Le 23 mai, Zviaguintsev a remporté un prix pour Minotaure, un drame sur la bourgeoisie russe, situé sur fond de guerre en Ukraine. Il a exhorté Vladimir Poutine à "mettre fin à cette boucherie", s'attirant ainsi la réprimande de Moscou.
Moscou réagit dès le 25 mai
Dmitri Peskov, porte-parole du Kremlin, a répondu le 25 mai, accusant Zviaguintsev de ne pas avoir condamné le "massacre sanglant" commis depuis 2014 par l’Ukraine dans la région du Donbass, pivot de l'invasion massive de février 2022. Peskov a déclaré : "S'il l'avait fait à l'époque, il aurait probablement eu la parole. Mais il n'a plus ce droit".
En réponse, Zviaguintsev a déclaré : "C'est très juste : je n'ai pas voix au chapitre, de même que la centaine de millions de citoyens russes qui n'ont jamais été entendus". Cela démontre l'ampleur des voix étouffées en Russie.
"Rien de bon" à l'horizon
À 62 ans, le réalisateur a affirmé que la seule réponse “juste et rationnelle” des autorités russes serait "de mettre fin à cette guerre aussi impitoyable qu'insensée". Sinon, a-t-il averti, "rien de bon ne pointe à l'horizon".

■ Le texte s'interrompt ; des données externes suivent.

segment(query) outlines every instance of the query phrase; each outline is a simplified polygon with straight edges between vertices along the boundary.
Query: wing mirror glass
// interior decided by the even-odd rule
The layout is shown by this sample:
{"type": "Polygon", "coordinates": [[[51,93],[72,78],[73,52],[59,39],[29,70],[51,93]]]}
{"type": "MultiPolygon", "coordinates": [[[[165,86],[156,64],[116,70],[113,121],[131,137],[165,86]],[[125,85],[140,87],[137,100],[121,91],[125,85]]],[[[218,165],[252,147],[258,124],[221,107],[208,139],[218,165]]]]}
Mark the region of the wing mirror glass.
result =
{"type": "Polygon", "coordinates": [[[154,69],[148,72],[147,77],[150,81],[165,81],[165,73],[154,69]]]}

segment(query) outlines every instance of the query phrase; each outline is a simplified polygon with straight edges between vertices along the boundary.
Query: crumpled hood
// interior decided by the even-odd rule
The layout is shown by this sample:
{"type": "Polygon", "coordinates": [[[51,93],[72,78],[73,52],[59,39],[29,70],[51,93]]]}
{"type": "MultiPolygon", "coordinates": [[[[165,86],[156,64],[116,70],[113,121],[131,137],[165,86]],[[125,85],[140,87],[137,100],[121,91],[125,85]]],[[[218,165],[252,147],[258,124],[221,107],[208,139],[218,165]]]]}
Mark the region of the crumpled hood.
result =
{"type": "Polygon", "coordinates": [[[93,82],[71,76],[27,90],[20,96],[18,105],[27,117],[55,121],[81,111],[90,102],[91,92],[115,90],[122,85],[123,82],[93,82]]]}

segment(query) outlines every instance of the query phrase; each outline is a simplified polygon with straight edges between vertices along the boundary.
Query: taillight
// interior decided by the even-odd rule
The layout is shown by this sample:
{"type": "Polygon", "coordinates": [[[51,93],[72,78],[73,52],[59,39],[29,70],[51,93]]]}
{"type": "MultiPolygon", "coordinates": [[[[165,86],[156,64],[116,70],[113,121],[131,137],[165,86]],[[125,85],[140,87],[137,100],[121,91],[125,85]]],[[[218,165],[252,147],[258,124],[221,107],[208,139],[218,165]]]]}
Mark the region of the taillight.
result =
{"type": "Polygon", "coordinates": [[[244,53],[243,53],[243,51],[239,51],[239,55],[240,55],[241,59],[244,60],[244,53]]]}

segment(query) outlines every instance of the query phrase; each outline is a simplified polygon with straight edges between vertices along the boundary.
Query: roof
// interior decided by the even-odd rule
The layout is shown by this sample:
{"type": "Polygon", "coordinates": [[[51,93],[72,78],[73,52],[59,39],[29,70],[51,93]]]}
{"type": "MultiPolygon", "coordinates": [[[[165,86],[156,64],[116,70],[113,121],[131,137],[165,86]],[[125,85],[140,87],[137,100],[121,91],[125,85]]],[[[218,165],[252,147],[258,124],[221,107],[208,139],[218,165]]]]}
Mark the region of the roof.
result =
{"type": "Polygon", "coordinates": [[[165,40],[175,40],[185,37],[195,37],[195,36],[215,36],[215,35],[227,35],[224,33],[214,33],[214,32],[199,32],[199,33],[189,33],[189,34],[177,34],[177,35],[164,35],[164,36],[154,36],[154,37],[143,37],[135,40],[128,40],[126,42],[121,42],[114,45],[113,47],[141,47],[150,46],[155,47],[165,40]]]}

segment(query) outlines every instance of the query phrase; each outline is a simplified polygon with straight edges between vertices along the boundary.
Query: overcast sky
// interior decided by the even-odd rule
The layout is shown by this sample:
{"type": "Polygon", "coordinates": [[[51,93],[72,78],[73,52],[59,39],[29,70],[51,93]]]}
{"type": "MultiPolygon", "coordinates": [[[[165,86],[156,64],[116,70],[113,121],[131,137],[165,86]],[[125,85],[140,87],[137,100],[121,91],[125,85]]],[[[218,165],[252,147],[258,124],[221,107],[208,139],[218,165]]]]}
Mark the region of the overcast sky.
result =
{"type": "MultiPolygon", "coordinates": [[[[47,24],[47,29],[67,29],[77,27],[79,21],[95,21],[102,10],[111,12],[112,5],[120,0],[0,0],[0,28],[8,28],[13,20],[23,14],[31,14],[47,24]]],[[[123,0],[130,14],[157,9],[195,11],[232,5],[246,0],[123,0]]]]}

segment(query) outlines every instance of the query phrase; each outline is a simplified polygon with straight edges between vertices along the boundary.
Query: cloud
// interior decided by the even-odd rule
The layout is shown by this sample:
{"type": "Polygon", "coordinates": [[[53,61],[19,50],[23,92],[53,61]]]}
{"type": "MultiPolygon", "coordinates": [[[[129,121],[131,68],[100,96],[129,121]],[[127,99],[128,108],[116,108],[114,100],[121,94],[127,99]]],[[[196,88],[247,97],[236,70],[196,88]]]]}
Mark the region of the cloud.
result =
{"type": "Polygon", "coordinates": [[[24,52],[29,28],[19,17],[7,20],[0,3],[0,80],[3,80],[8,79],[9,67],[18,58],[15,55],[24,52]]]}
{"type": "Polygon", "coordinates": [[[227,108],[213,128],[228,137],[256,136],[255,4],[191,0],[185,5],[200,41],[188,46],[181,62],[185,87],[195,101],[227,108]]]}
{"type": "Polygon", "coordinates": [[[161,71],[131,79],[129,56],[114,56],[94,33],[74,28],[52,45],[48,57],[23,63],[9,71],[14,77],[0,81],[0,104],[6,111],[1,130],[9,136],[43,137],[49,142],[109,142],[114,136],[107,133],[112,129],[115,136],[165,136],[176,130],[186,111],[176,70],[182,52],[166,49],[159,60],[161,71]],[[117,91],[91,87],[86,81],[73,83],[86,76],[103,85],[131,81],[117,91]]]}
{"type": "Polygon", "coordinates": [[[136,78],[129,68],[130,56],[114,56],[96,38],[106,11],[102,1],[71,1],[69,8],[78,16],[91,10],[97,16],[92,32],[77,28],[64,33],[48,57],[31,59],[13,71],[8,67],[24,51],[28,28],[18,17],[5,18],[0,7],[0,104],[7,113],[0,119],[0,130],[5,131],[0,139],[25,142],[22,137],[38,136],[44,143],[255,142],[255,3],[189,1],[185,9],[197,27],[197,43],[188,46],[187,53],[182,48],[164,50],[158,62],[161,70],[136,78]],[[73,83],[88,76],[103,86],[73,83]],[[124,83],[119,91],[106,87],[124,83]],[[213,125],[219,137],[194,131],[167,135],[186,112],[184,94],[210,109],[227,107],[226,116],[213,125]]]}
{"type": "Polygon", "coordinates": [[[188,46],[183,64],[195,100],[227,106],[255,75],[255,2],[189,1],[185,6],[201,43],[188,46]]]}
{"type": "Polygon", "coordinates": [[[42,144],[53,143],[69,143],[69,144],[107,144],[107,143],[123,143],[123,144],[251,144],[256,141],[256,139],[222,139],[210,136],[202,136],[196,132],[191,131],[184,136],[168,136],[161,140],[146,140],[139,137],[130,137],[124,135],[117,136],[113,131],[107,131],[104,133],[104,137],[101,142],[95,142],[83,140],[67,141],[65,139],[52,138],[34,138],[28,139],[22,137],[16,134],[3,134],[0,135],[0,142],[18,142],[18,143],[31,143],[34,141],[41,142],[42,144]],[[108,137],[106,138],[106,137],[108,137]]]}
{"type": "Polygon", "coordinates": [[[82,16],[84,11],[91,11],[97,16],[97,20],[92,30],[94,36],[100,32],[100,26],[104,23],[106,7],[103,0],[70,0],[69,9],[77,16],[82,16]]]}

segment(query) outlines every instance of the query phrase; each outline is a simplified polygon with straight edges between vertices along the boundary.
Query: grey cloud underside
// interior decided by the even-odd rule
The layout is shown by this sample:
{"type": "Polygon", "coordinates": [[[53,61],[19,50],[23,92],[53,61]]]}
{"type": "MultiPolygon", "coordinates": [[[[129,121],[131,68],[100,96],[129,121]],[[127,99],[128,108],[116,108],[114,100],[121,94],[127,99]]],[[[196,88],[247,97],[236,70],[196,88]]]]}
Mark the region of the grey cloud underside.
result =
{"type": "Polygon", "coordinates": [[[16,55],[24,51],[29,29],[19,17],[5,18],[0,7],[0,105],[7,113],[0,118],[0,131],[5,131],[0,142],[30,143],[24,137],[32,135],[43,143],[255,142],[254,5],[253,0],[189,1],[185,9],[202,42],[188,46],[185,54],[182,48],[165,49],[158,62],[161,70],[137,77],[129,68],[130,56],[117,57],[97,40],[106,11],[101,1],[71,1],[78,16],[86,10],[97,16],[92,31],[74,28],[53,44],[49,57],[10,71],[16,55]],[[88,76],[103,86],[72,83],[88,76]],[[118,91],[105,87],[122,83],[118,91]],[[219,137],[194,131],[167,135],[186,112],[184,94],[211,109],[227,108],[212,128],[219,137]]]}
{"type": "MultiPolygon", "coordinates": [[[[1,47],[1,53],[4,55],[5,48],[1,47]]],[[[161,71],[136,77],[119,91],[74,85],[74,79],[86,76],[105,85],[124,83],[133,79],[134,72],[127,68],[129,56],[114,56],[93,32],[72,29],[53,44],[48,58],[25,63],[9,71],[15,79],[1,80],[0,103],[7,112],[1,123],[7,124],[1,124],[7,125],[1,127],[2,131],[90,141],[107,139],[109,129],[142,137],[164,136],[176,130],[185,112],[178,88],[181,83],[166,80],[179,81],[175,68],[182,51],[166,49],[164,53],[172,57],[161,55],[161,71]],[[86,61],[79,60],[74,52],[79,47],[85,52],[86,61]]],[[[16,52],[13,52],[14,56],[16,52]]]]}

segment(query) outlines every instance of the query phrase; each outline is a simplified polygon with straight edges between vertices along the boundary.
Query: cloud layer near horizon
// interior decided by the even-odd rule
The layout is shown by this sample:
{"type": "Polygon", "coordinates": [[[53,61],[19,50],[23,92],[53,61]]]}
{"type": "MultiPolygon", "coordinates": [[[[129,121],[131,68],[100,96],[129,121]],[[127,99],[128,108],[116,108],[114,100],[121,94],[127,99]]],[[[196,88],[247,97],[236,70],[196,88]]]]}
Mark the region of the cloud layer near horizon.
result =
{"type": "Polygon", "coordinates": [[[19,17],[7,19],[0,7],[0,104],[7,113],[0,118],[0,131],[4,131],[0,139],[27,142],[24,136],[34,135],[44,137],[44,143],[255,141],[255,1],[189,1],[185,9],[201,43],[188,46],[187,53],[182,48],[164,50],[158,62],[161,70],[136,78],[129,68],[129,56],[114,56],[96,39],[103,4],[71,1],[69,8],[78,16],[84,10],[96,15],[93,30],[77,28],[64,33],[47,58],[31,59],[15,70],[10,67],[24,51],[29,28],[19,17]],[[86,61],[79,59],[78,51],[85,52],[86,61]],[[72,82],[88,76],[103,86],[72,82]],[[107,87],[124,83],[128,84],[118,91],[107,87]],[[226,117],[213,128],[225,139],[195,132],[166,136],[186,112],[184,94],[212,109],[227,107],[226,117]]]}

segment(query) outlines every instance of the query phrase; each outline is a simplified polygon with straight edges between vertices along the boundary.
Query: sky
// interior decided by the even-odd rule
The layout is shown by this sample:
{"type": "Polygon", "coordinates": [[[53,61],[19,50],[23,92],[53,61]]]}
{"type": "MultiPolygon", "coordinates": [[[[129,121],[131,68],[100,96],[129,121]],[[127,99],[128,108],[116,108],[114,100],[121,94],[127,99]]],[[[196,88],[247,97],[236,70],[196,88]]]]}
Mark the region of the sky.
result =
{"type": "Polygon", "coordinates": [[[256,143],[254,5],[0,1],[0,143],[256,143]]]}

Il a décrit un tableau sombre : "Rien hormis le chagrin et les larmes ; rien d’autre que la désillusion et l’apathie dépressive ; rien d’autre que les vies brisées pour un but illusoire".
Tourné en Lettonie, Minotaure explore la dégradation morale d'un chef d'entreprise russe, trahi par sa femme, qui jongle avec l'idée de la conscription pour partir au front. C’est une adaptation de La Femme infidèle de Claude Chabrol. Lors de son passage à Cannes, Zviaguintsev a exprimé ses doutes quant à la projection de son œuvre en Russie, en raison de son message anti-guerre. Comme le rapporte Le Monde, sa position a mis en lumière les défis auxquels font face les artistes en Russie.